Search code examples
databaseperformancemonetdb

How to improve query performance on a single node in MonetDB?


I've installed the latest (MonetDB 5 server v11v.27.5 "Jul2017-SP1") on Windows 2012 Server and I'm trying to query large table 1,4 billion rows in a reasonable time 2-3s.

Is this even possible with MonetDB? What could I do to improve the performance?

Detailed description of what I've done so far:

  1. Created table:

    CREATE TABLE t939ba ( id INT, xa INT, xb INT, ya INT, yb INT, a1 TINYINT, a2 TINYINT, a3 TINYINT, a4 TINYINT, a5 TINYINT, a6 TINYINT, a7 TINYINT, a8 TINYINT, a9 TINYINT);
    
  2. Loaded the data:

    COPY 1450000000 OFFSET 2 RECORDS INTO tbl FROM 'D:\\es_export\\file.csv'
    USING DELIMITERS ',' NULL AS '' LOCKED;
    
  3. Run the query:

    SELECT COUNT(DISTINCT id) FROM tbl WHERE a1=22
    AND xb>=143455 AND yb>=90911 AND xa<=143615 AND ya<=91007
    AND a2 IN (2, 3, 4) AND a3 IN (0, 1, 2, 3, 4) AND a4 IN (0, 1, 2)
    AND a5 IN (-1, 1, 2, 3, 4, 5, 6, 7) AND a6 IN (-1, 11, 12, 13, 14);
    

When I run the query for the 1st time it took (14m 52s), 2nd run of the same query took (3m 23s), 3rd consecutive run of the same query took (14s) and a slightly rearranged query took (3m 11s).


Solution

  • Tomas,

    thanks for the plans and traces.

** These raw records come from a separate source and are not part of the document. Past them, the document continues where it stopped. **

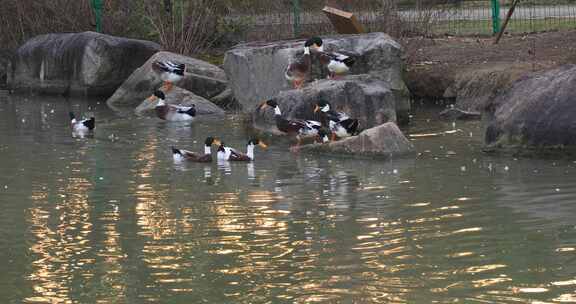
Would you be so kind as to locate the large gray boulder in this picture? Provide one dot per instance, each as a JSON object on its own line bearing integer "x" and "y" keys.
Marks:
{"x": 385, "y": 141}
{"x": 201, "y": 78}
{"x": 537, "y": 112}
{"x": 179, "y": 96}
{"x": 77, "y": 63}
{"x": 256, "y": 70}
{"x": 360, "y": 96}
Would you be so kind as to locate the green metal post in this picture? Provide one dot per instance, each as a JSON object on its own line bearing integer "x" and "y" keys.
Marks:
{"x": 97, "y": 6}
{"x": 296, "y": 8}
{"x": 495, "y": 16}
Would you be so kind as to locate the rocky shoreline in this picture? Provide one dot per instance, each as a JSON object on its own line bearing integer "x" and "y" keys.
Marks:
{"x": 508, "y": 85}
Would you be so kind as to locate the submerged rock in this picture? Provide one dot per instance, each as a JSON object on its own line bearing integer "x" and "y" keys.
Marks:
{"x": 384, "y": 141}
{"x": 256, "y": 70}
{"x": 181, "y": 97}
{"x": 5, "y": 57}
{"x": 457, "y": 114}
{"x": 77, "y": 63}
{"x": 360, "y": 96}
{"x": 536, "y": 112}
{"x": 201, "y": 78}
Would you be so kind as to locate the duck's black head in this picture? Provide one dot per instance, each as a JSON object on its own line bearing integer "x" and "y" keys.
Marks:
{"x": 322, "y": 105}
{"x": 314, "y": 42}
{"x": 159, "y": 94}
{"x": 271, "y": 103}
{"x": 322, "y": 102}
{"x": 257, "y": 142}
{"x": 221, "y": 147}
{"x": 211, "y": 141}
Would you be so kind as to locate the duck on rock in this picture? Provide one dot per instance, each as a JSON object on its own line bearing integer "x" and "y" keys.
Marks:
{"x": 171, "y": 112}
{"x": 169, "y": 71}
{"x": 339, "y": 123}
{"x": 230, "y": 154}
{"x": 181, "y": 154}
{"x": 296, "y": 127}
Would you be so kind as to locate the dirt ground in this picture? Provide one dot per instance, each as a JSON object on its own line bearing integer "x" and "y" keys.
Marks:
{"x": 434, "y": 63}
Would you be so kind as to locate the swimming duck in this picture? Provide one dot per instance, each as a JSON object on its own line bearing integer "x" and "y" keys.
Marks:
{"x": 230, "y": 154}
{"x": 298, "y": 127}
{"x": 339, "y": 123}
{"x": 82, "y": 126}
{"x": 181, "y": 154}
{"x": 169, "y": 71}
{"x": 171, "y": 112}
{"x": 315, "y": 43}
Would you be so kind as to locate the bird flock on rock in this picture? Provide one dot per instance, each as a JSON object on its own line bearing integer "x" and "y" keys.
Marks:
{"x": 331, "y": 125}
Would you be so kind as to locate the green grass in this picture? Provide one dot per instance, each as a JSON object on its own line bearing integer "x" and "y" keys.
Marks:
{"x": 484, "y": 27}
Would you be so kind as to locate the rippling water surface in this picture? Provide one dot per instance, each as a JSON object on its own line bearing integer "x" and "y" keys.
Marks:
{"x": 111, "y": 219}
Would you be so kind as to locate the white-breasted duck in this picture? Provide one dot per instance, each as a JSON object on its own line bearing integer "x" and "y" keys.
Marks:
{"x": 297, "y": 71}
{"x": 171, "y": 112}
{"x": 169, "y": 71}
{"x": 298, "y": 127}
{"x": 323, "y": 136}
{"x": 339, "y": 123}
{"x": 81, "y": 127}
{"x": 181, "y": 154}
{"x": 337, "y": 63}
{"x": 230, "y": 154}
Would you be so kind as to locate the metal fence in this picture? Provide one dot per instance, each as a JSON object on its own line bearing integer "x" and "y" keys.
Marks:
{"x": 411, "y": 18}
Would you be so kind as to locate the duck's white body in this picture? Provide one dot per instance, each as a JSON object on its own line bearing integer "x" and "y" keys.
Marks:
{"x": 81, "y": 127}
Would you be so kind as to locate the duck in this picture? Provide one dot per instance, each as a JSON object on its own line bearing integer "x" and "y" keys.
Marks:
{"x": 297, "y": 127}
{"x": 337, "y": 63}
{"x": 315, "y": 43}
{"x": 323, "y": 136}
{"x": 171, "y": 112}
{"x": 339, "y": 123}
{"x": 169, "y": 71}
{"x": 230, "y": 154}
{"x": 181, "y": 154}
{"x": 81, "y": 126}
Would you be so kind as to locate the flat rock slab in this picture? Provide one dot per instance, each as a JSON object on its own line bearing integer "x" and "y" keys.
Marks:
{"x": 179, "y": 96}
{"x": 256, "y": 70}
{"x": 385, "y": 141}
{"x": 360, "y": 96}
{"x": 537, "y": 112}
{"x": 202, "y": 78}
{"x": 87, "y": 63}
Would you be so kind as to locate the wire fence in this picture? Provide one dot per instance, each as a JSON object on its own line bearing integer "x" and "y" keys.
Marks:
{"x": 410, "y": 18}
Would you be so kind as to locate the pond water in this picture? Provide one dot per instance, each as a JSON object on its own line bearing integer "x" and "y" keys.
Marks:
{"x": 112, "y": 219}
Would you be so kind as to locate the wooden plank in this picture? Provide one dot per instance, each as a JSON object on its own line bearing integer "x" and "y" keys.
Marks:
{"x": 344, "y": 22}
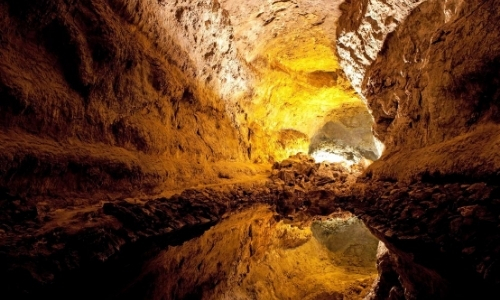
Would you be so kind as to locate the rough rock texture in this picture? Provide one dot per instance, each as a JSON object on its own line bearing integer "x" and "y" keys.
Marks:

I see that you used the revised query with range predicates instead of IN predicates, and that this query now runs in "a mere" ~39 s (compared to ~15 min) --- either because the range predicates are evaluated more efficiently than the IN predicates, or because, as Martin indicated, a later run of the query benefits from indexes that where automatically built by MonetDB when evaluating the first query, or because of both.

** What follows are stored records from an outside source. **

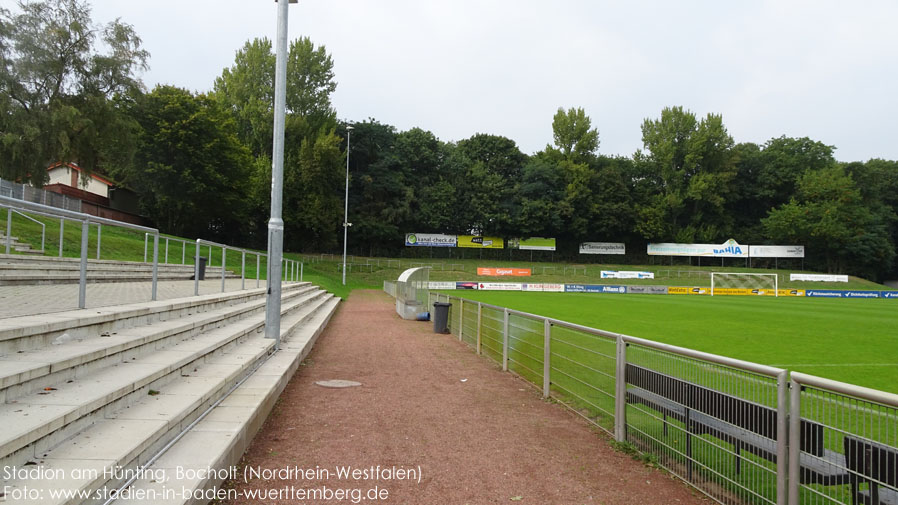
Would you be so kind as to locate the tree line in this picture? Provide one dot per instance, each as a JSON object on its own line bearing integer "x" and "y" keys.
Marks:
{"x": 201, "y": 161}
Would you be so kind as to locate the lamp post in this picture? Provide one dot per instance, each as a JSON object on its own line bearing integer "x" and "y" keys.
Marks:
{"x": 276, "y": 223}
{"x": 346, "y": 223}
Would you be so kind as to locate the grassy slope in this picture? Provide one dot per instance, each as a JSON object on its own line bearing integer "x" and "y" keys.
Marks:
{"x": 811, "y": 335}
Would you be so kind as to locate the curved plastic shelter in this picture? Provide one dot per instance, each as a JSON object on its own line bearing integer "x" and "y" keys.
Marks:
{"x": 412, "y": 292}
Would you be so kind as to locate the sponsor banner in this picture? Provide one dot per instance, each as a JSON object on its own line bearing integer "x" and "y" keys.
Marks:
{"x": 729, "y": 249}
{"x": 622, "y": 274}
{"x": 499, "y": 286}
{"x": 480, "y": 242}
{"x": 594, "y": 288}
{"x": 647, "y": 290}
{"x": 825, "y": 293}
{"x": 743, "y": 292}
{"x": 498, "y": 272}
{"x": 818, "y": 277}
{"x": 603, "y": 248}
{"x": 555, "y": 288}
{"x": 776, "y": 251}
{"x": 429, "y": 240}
{"x": 841, "y": 293}
{"x": 790, "y": 292}
{"x": 682, "y": 290}
{"x": 532, "y": 244}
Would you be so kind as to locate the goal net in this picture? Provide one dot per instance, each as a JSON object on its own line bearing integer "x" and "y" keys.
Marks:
{"x": 727, "y": 283}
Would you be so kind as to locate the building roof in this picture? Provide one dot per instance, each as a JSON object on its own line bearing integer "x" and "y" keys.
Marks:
{"x": 73, "y": 166}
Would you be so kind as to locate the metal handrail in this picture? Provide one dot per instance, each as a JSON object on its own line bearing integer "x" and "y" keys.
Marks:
{"x": 86, "y": 220}
{"x": 9, "y": 228}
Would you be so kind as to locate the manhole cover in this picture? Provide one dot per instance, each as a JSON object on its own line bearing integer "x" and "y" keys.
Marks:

    In any case, running a/each query (-version) more than once is a good idea to see the possible effect of automatically built indexes.

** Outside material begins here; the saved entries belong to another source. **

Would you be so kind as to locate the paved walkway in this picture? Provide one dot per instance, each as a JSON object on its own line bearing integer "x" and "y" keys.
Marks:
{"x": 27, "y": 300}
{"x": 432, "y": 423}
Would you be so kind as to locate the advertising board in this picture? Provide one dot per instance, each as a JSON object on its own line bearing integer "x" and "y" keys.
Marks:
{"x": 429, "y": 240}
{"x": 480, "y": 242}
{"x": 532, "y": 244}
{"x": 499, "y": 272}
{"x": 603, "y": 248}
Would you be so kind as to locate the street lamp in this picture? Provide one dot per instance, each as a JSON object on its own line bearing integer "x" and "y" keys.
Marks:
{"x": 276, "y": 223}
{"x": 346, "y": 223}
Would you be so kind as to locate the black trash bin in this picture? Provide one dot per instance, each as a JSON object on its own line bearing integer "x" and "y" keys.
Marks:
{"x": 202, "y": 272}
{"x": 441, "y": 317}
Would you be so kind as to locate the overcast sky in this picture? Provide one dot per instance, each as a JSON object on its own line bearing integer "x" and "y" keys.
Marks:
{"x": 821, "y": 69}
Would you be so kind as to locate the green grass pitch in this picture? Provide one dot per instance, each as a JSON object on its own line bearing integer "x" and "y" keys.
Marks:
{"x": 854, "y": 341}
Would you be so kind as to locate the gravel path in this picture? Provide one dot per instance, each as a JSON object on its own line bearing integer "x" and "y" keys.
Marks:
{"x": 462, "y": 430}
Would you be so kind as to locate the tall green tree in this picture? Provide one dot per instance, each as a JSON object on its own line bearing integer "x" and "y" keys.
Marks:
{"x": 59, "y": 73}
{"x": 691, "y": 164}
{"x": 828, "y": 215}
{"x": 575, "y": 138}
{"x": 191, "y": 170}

    Further, I see that either you indeed have a 34-core machine, or your machine has "only" 2 GB RAM per core --- not too much given that you have a ~42 GB data set, where each column is ~1.5 GB to ~6 GB in size ...

    Hence, the main reason for the query not running faster than ~39 s might be I/O activity due to "lack" of memory.

    Best,

    Stefan

    ps:
    You can check whether for this specific query, reducing (or even avoiding) multi-core parallelism helps to reduce I/O thrashing:
    Try running your query after disabling MonetDB's "mitosis" optimizer using

    set optimizer='no_mitosis_pipe';
    

    You can re-enable full multi-core parallelism using

    set optimzer='default_pipe';
    

    Best,
    Stefan